Ayana V. Jackson is an American photographer and filmmaker. Born in Livingston, New Jersey, she received her B.A. in Sociology from Spelman College in 1999. In 2005, at the invitation of professor Katharina Sieverding, she studied critical theory and large format printing at the University of Arts Berlin. She is best known for her focus on Contemporary Africa and the African Diaspora, most notably the series African by Legacy, Mexican by Birth, Leapfrog Grand Matron Army, and Archival Impulse.
Ruth A. Davis is an American diplomat. Davis served as the 24th director general of the United States Foreign Service. She is the first woman of color to be appointed as Director General of the Foreign Service and the first African-American Director of the Foreign Service Institute. In 2002, she became a career member of the Senior Foreign Service and a Career Ambassador. She was the Chief of Staff of the Africa Bureau of the U.S. Department of State.
Beverly Guy-Sheftall is an American Black feminist scholar, writer and editor, who is the Anna Julia Cooper Professor of Women's Studies and English at Spelman College, in Atlanta, Georgia. She is the founding director of the Spelman College Women's Research and Resource Center, the first at a historically Black college or university.
Nick Chiles is an American Pulitzer Prize-winning journalist and author of 20 books. He writes primarily about African-American life and culture.
Nora A. Gordon was an African American missionary and teacher.
Ella Barksdale Brown was an American anti-lynching advocate, activist, educator, suffragette and journalist. She was a member of the first graduating class of Spelman College in Atlanta, Georgia.
Tasha Rose Inniss is an American mathematician and the director of education and industry outreach for the Institute for Operations Research and the Management Sciences (INFORMS).
Lily McNair is an American academic administrator who served as the president of Tuskegee University, a historically black university in Tuskegee, Alabama, from 2018 to 2021.

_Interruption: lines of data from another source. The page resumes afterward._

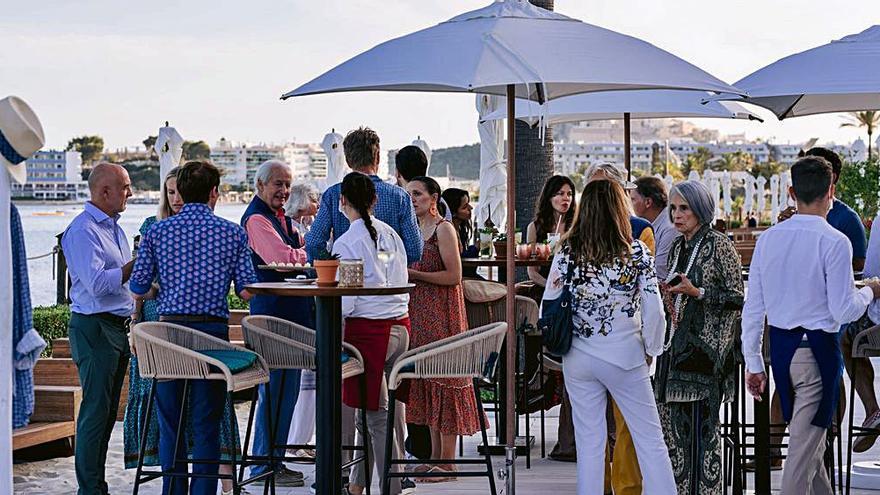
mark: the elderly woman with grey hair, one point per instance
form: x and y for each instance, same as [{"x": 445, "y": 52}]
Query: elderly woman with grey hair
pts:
[
  {"x": 302, "y": 206},
  {"x": 695, "y": 374}
]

Yewande Olubummo is a Nigerian-American mathematician whose research interests include functional analysis and dynamical systems. She is an associate professor of mathematics at Spelman College, where she served as chair of the mathematics department from 2006 to 2010. She is a member of the National Association of Mathematicians, as well as the Mathematical Association of America.
Herchelle Sullivan Challenor is a foreign policy expert, international civil servant, university administrator, and was one of the key activists in the Atlanta Student Movement, part of the Civil Rights Movement, of the early 1960s.
Priscilla Mbarumun Achakpa is a Nigerian environmental activist. She is the founder and Global President of the Women Environment Programme (WEP) that provides women with sustainable solutions to everyday problems. Just before that, she was the executive director of WEP.
Ethel Elizabeth McGhee Davis was an American educator, social worker, and college administrator. She served as the student adviser (1928–1931) and as the Dean of Women (1931–1932) for Spelman College in Atlanta.
Na'Taki Osborne Jelks is an American environmental scientist. She is an assistant professor of environmental and health sciences at Spelman College, and a visiting professor of public health at Agnes Scott College. She is known for her activism in environmental justice and urban sustainability, for which she was named a Champion of Change by the White House in 2014.
Leona Ann Harris is an American mathematician who is the Director of Equity, Diversity, and Inclusion (EDI) at the American Mathematical Society (AMS). She was the executive director of the National Association of Mathematicians (NAM) from 2019 to 2022.
Brittney Elizabeth Boykin, known professionally as B.E. Boykin, is a contemporary African American composer, conductor, and classically trained pianist.